The Spanish King, Juan Carlos I, has found himself in hot water recently over an elephant hunting trip to Botswana while his country suffers a severe economic crisis, with calls in some quarters for his abdication. So what are the chances of the King of Spain abdicating and what would happen if he did?
Though an abdication would be an extreme step to take, Spain's recent history and current economic and political climate means the threat is very real.
Juan Carlos I was named successor to Francisco Franco by the dictator himself, with the understanding that the new king would keep Franco's authoritarian state going after his death.
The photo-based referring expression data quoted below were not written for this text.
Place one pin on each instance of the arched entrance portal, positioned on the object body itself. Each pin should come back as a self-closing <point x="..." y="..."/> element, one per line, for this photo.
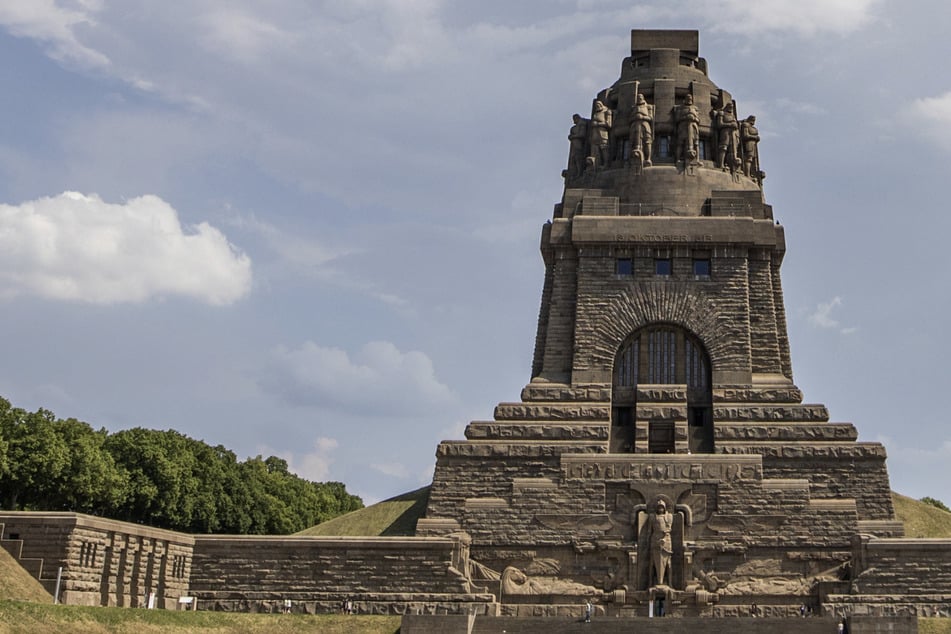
<point x="661" y="354"/>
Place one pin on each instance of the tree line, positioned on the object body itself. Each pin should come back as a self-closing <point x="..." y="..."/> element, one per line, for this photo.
<point x="159" y="478"/>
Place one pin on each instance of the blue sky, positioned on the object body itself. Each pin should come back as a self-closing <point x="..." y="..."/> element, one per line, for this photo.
<point x="310" y="229"/>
Juan Carlos's 'betrayal' of the dying leader, a man still beloved by some elements of Spanish society, angers the far right and not-so-far-right to this day.
Add to that the strong Republican movement in Spain (Republican in the sense of wanting Spain to be a Republic and abolish the monarchy) and you have a sizeable minority of people at both ends of the political spectrum who would like to see the back of Juan Carlos I.
But how vocal - and how physical - could these demands become? After all, Franco died of old age, in power, the only dictator in Europe to do so (excepting perhaps Yugoslavia's Tito, though the Yugoslavs did later overthrow the system). It took the king himself to demolish the system from the top down, to the disapproval of many of his subjects. Will the Spanish of this century show their disapproval in the way their parents and grandparents didn't in the last?
Quite possibly. Spain took to the streets after the Madrid bombings of 2004, angry at the government's handling of the terrorist attacks. Who knows how the anger would have dissipated if there hadn't been elections days later in which to oust the government peacefully? More recently, the indignados, Spain's answer to the Occupy movement, have paralysed Spanish city centers with their peaceful protests. Spanish unemployment is at more than 20%, with more than half of under-25-year-olds out of work. A change of governments in the recent elections has done little to settle the nerves of the financial world or of the Spanish people. A general strike has already taken place. Spain's debt costs have soared in recent days.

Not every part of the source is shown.